By Jonathan Kaminsky
(Reuters) - Thousands of people gathered at the Alabama state capitol in Montgomery on Wednesday to mark the culmination 50 years ago of a march beginning in Selma and led by Martin Luther King Jr. that proved pivotal in the U.S. civil rights movement.
The daughters of King, who led the original march, and former Alabama Governor George Wallace, then a champion of segregation, spoke from the capitol steps to commemorate the roughly 50-mile trek that helped bring about the passage of the landmark Voting Rights Act of 1965.
"Fifty years ago it was malice that would not allow daddy to speak from the steps of this capitol," Bernice King, said, referring to her father, who had spoken instead from a flatbed truck. "Today I stand where he could not stand to synthesize our past with our present."
King, who recited the "How Long, Not Long" speech her father gave 50 years earlier, shared an embrace with Peggy Wallace Kennedy, whose father apologized in his later years for his segregationist views.
Addressing the crowd, Kennedy urged more people to take advantage of their right to vote.
The five-day march to Montgomery, which concluded on March 25, 1965, occurred after two aborted attempts, the first of which ended when police beat peaceful demonstrators with clubs and doused them with tear gas in Selma in what became known as "Bloody Sunday.
The events on Wednesday, which included a speech by Alabama Governor Robert Bentley, were the finale of a monthlong celebration of the marches, which included President Barack Obama visiting Selma to mark Bloody Sunday.
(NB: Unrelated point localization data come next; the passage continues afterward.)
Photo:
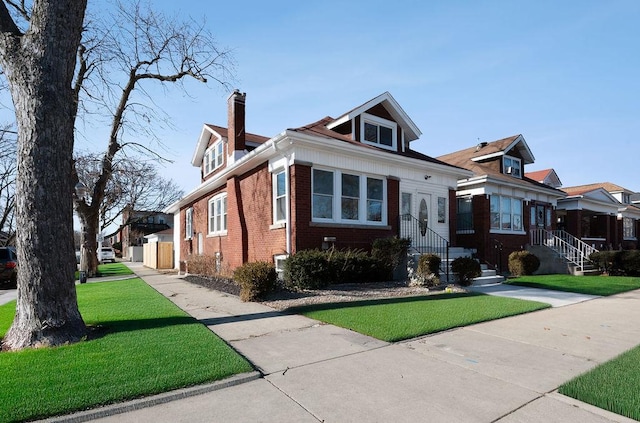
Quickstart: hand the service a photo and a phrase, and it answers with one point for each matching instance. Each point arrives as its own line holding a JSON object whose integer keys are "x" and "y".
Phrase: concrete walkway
{"x": 501, "y": 371}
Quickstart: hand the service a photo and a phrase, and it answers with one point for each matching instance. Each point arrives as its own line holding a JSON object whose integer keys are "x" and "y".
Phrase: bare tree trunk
{"x": 39, "y": 66}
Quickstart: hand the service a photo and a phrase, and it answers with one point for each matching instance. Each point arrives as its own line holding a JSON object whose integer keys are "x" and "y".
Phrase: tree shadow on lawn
{"x": 379, "y": 301}
{"x": 100, "y": 329}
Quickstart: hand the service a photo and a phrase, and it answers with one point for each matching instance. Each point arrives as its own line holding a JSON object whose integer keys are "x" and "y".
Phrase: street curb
{"x": 165, "y": 397}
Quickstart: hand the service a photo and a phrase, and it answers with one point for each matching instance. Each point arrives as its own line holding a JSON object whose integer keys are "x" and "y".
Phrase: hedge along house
{"x": 337, "y": 182}
{"x": 498, "y": 208}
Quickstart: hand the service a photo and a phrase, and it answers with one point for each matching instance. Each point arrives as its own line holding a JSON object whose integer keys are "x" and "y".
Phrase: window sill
{"x": 349, "y": 225}
{"x": 503, "y": 232}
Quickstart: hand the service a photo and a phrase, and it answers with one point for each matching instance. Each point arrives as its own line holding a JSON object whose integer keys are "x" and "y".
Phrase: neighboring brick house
{"x": 342, "y": 182}
{"x": 603, "y": 215}
{"x": 498, "y": 206}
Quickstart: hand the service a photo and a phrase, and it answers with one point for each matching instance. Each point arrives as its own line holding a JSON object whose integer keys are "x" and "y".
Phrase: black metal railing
{"x": 424, "y": 240}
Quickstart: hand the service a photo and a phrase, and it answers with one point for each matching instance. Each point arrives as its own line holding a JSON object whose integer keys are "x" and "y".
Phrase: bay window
{"x": 506, "y": 214}
{"x": 348, "y": 197}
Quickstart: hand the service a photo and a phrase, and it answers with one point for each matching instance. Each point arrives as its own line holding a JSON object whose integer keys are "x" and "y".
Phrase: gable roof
{"x": 220, "y": 133}
{"x": 607, "y": 186}
{"x": 411, "y": 131}
{"x": 320, "y": 128}
{"x": 546, "y": 176}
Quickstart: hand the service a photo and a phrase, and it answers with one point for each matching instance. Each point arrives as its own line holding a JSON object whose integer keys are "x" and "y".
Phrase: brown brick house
{"x": 339, "y": 181}
{"x": 498, "y": 206}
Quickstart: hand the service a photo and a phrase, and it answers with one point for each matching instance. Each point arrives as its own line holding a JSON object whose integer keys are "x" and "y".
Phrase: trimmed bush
{"x": 255, "y": 279}
{"x": 428, "y": 271}
{"x": 307, "y": 269}
{"x": 315, "y": 269}
{"x": 523, "y": 263}
{"x": 390, "y": 252}
{"x": 466, "y": 268}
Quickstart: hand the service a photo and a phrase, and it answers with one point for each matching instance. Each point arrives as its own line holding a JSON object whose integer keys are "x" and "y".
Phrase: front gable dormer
{"x": 380, "y": 122}
{"x": 508, "y": 156}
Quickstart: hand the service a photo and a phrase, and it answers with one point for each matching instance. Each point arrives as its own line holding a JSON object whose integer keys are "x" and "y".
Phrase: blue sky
{"x": 565, "y": 74}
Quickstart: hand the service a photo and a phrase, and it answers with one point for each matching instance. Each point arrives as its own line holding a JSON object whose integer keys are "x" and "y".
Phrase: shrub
{"x": 255, "y": 279}
{"x": 466, "y": 268}
{"x": 314, "y": 269}
{"x": 307, "y": 269}
{"x": 390, "y": 252}
{"x": 427, "y": 272}
{"x": 523, "y": 263}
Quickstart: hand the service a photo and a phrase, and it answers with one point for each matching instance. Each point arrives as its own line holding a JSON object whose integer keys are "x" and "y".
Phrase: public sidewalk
{"x": 501, "y": 371}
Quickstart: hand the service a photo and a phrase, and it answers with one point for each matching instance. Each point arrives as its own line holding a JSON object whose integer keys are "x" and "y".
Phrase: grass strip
{"x": 591, "y": 285}
{"x": 110, "y": 269}
{"x": 612, "y": 386}
{"x": 146, "y": 345}
{"x": 396, "y": 319}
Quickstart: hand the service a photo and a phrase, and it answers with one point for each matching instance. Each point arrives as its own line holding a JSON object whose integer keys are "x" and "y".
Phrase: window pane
{"x": 322, "y": 182}
{"x": 386, "y": 136}
{"x": 374, "y": 189}
{"x": 370, "y": 132}
{"x": 322, "y": 206}
{"x": 350, "y": 208}
{"x": 280, "y": 184}
{"x": 506, "y": 205}
{"x": 281, "y": 211}
{"x": 350, "y": 185}
{"x": 374, "y": 211}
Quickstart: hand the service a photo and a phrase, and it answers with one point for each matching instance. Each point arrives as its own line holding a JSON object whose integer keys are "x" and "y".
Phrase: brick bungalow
{"x": 339, "y": 181}
{"x": 499, "y": 206}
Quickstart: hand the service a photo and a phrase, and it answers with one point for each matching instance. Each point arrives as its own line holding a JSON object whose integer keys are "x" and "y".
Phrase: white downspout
{"x": 288, "y": 190}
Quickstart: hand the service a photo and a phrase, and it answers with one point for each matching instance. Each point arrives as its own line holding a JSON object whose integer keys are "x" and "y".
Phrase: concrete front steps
{"x": 489, "y": 277}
The anniversary comes at a time of renewed focus on racial disparities in the United States and anger over the treatment of black citizens, among them 18-year-old Michael Brown, whose killing by a white police officer in Ferguson, Missouri, last year sparked widespread protests.
It also comes nearly two years after the U.S. Supreme Court gutted a key part of the Voting Rights Act governing the formula that decides which states and locales with a history of racial discrimination need federal approval to change voting laws.
Several speakers on Wednesday called for the passage of legislation to strengthen voting rights.